On the other hand, If i was an employer/manager, This info would help with hiring. I’d know who to pay attention to, and which staff are most important to retain. I’d also know which departments on my team are the least and most satisfied. It might even explain things like employee turnover I might be dealing with.
Wrapping Up
And that’s what I want to highlight. Data helps us see connections and information to drive better decision making. We can’t know the future, but this puts us in a position to make more educated choices.

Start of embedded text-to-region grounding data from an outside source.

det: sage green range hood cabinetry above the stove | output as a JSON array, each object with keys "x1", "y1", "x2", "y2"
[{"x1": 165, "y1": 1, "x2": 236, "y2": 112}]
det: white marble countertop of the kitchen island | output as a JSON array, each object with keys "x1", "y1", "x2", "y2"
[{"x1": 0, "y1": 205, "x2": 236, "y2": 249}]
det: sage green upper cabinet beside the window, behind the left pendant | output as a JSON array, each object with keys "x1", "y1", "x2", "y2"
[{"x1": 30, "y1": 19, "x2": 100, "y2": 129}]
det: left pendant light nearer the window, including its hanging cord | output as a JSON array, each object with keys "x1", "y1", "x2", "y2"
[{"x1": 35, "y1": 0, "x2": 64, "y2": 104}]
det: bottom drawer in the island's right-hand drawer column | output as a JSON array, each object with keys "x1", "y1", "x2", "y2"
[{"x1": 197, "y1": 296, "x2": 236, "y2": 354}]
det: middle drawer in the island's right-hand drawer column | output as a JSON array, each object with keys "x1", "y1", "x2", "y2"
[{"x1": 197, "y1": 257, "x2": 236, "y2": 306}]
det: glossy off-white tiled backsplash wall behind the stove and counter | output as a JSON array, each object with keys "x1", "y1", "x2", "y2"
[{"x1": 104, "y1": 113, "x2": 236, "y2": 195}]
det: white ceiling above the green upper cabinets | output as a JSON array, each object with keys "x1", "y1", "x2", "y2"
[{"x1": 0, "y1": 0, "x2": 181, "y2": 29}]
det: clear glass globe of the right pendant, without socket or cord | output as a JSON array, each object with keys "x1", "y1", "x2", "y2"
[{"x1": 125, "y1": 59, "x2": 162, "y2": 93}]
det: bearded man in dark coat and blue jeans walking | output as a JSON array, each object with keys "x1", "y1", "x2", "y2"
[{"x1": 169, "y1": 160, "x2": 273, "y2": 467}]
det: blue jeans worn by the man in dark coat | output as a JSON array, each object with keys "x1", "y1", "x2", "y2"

I have a couple hopes for myself, data analysis wise. I’m largely self taught. I intend to keep growing and improving. I want to get good enough that it represents a potential income source. But I also want to cultivate that way of thinking. I want to grow and sharpen the mindset that sees connections, asks questions and uses data to find answers. I think my science background gives me a little start there, but its definitely something I plan to keep improving.
For my next few data analysis posts, I’ve been considering data analysis on marine biology data sets. Its a good mix of my interests, and I’d love to look into that niche specifically.